Em Blumenau, a decisão passou com ampla maioria. A assembleia virtual realizada na segunda-feira (17) terminou com 85,43% dos participantes favoráveis à paralisação. O movimento ocorre enquanto o Comando Nacional dos Bancários negocia com a Federação Nacional dos Bancos (Fenaban) os termos da Campanha Nacional dos Bancários 2026.

Um dos principais pontos de atrito está no salário de quem entra na categoria. Segundo os bancários, os bancos colocaram na mesa o congelamento do piso de ingresso, além da criação de três faixas salariais com reajustes diferentes.
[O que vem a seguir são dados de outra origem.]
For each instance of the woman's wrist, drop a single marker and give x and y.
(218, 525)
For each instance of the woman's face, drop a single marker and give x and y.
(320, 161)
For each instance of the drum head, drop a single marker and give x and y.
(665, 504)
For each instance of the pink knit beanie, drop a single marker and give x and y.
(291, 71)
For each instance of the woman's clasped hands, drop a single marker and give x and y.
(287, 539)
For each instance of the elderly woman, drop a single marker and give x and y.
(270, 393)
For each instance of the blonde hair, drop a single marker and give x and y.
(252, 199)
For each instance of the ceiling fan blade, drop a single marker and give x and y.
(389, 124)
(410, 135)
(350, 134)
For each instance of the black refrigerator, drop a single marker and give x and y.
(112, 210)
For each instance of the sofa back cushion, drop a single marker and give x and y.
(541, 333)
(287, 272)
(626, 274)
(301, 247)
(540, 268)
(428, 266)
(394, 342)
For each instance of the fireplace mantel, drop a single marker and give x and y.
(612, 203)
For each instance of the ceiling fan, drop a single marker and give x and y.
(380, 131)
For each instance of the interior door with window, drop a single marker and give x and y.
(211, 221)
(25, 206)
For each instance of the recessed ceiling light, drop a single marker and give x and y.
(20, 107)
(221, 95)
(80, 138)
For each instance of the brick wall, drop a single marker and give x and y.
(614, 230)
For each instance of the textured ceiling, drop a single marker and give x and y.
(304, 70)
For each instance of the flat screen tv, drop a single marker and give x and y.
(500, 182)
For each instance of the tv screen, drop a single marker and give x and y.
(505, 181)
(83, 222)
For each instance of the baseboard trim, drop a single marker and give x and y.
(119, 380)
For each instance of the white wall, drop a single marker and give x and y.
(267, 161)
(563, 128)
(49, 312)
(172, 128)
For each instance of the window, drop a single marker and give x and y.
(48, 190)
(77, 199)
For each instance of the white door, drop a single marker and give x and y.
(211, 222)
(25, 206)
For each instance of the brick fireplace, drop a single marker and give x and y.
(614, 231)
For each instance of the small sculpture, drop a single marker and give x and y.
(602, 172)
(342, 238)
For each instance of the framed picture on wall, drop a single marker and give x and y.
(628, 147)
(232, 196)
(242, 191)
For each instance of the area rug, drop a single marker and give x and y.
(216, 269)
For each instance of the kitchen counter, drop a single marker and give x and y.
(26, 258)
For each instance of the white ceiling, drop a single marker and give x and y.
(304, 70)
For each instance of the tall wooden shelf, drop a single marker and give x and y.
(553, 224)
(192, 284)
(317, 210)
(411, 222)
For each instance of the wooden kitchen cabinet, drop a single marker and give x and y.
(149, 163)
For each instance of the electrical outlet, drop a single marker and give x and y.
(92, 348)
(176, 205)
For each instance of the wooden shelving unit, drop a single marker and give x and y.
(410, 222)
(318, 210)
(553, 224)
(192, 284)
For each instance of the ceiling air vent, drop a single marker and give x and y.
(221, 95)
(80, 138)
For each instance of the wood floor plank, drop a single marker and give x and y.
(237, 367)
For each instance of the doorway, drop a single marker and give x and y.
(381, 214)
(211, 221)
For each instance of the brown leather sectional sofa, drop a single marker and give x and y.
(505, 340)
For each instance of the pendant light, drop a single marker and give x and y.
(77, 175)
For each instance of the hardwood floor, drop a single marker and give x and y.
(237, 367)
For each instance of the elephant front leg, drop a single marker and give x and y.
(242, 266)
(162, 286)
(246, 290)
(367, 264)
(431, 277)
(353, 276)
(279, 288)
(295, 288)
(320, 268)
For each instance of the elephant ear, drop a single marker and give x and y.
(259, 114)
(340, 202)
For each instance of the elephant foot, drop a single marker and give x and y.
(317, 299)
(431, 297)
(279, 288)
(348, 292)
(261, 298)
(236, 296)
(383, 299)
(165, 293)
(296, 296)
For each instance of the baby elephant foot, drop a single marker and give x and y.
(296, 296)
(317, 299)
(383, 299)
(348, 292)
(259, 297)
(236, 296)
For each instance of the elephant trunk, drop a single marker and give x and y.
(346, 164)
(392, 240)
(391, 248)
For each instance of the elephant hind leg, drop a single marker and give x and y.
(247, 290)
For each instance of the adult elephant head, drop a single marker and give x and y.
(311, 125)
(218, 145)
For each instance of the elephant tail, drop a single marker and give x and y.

Também está em discussão a regionalização dos valores dos vales-refeição e alimentação. Ou seja, os benefícios poderiam ter valores diferentes conforme a região.

Do lado dos trabalhadores, a lista segue outra direção. A categoria pede aumento real dos salários, valorização dos pisos, melhorias na participação nos lucros e resultados (PLR) e nos benefícios, além da criação de um piso salarial para profissionais de Tecnologia da Informação (TI).

A campanha também reúne reivindicações relacionadas à saúde, igualdade de oportunidades, combate ao assédio, manutenção dos empregos e melhores condições de trabalho.

A insatisfação apareceu nas urnas das assembleias. Em todo o país, 97% dos bancários participantes votaram pela rejeição da proposta apresentada pelos bancos. Cerca de 90% também aprovaram a paralisação marcada para esta quinta.

Salário não é o único assunto que levou a categoria à mobilização. O fechamento de agências e as demissões ganharam espaço nas discussões deste ano.

Os bancários afirmam que a redução das equipes e do número de unidades aumenta a carga de trabalho de quem permanece empregado. O efeito, segundo a categoria, também chega ao outro lado do balcão, principalmente para clientes que ainda dependem do atendimento presencial.

Com menos agências, essas pessoas podem enfrentar deslocamentos maiores, filas e mais dificuldade para resolver serviços que não conseguem fazer pelos canais digitais. É nesse cenário que a paralisação desta quinta tenta elevar a pressão sobre os bancos e destravar as negociações.